There is no uniform consensus regarding the use of additional staging technologies. The selective use of ERCP and/or MRCP (and occasionally MRA) will accurately define tumour size, infiltration, and the presence of metastatic disease. EUS is particularly indicated in patients whose CT scans show no lesion or who have questionable vascular or lymph node involvement. Depending on a centre's expertise, laparoscopic staging may be appropriate in some patients.[1]​​[64]​​​

Tissue diagnosis

Diagnosis by histology is not required before surgical resection; a non-diagnostic biopsy should not delay appropriate surgical treatment when clinical suspicion of pancreatic cancer is high.[1]​​ By contrast, in patients with advanced, unresectable disease selected for palliative therapy, biopsy confirmation is required.[65]​ All patients should be referred to a centre with expertise in dealing with pancreatic diseases, without waiting for biopsy.
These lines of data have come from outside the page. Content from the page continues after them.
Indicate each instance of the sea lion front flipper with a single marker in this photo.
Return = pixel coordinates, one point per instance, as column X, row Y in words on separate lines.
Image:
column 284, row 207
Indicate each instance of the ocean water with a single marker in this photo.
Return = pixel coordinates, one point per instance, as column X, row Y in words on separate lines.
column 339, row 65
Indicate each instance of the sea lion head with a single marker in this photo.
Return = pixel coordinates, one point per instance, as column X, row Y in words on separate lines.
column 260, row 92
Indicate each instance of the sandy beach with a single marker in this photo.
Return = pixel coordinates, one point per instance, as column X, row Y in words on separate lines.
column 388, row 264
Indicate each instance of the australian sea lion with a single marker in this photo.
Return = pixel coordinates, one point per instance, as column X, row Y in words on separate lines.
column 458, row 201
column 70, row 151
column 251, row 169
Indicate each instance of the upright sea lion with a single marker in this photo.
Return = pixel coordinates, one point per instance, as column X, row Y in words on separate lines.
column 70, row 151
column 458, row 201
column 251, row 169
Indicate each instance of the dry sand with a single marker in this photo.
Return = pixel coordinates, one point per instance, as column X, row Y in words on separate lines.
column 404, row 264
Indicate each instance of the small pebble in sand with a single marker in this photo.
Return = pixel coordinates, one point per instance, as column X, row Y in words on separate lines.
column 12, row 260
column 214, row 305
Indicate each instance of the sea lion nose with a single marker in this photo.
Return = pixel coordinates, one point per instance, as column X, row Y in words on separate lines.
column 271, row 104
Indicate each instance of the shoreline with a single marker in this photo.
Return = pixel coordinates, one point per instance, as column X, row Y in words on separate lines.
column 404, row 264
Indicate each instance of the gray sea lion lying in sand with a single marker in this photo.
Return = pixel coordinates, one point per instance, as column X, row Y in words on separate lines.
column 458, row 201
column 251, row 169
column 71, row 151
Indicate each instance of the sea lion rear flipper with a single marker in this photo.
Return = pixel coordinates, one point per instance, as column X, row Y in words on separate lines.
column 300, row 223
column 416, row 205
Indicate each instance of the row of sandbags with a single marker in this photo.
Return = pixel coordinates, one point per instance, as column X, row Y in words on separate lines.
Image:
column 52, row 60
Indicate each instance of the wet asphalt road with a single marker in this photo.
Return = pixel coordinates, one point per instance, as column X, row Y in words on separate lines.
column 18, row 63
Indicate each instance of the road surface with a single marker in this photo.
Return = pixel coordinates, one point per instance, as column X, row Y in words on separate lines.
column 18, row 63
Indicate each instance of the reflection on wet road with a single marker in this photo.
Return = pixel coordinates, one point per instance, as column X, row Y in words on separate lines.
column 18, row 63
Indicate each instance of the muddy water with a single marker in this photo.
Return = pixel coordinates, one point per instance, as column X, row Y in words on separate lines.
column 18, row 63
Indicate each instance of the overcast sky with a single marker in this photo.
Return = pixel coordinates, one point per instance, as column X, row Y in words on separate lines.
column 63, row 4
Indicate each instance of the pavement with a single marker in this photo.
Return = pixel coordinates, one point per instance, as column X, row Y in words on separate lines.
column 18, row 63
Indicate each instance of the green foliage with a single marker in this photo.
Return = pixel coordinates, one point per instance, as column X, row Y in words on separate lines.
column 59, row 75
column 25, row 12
Guided biopsy or fine needle aspiration under EUS, or pancreatic ductal brushings, or biopsies at ERCP are preferable to a transperitoneal approach taken transcutaneously under ultrasound or CT guidance in patients with non-metastatic disease.[1]​​ The two main concerns of transperitoneal techniques are the risk of a false-negative result and tumour cells spreading along the needle track or within the peritoneum.[66] Biopsy proof of malignancy is not required before surgical resection, and a non-diagnostic biopsy should not delay resection if the clinical suspicion for pancreatic cancer is high.[1]​​ Metastatic disease should ideally be confirmed by core biopsy from a metastatic site.[1]​​​

Genomic testing

Testing for actionable genomic mutations is recommended, if available, in selected patients with metastatic pancreatic cancer.

Results are used to select the most suitable second-line treatment. Germline and tumour testing are recommended. Genomic alterations of interest include microsatellite instability/mismatch repair deficiency, BRCA mutations, and NRTK gene fusions.[43]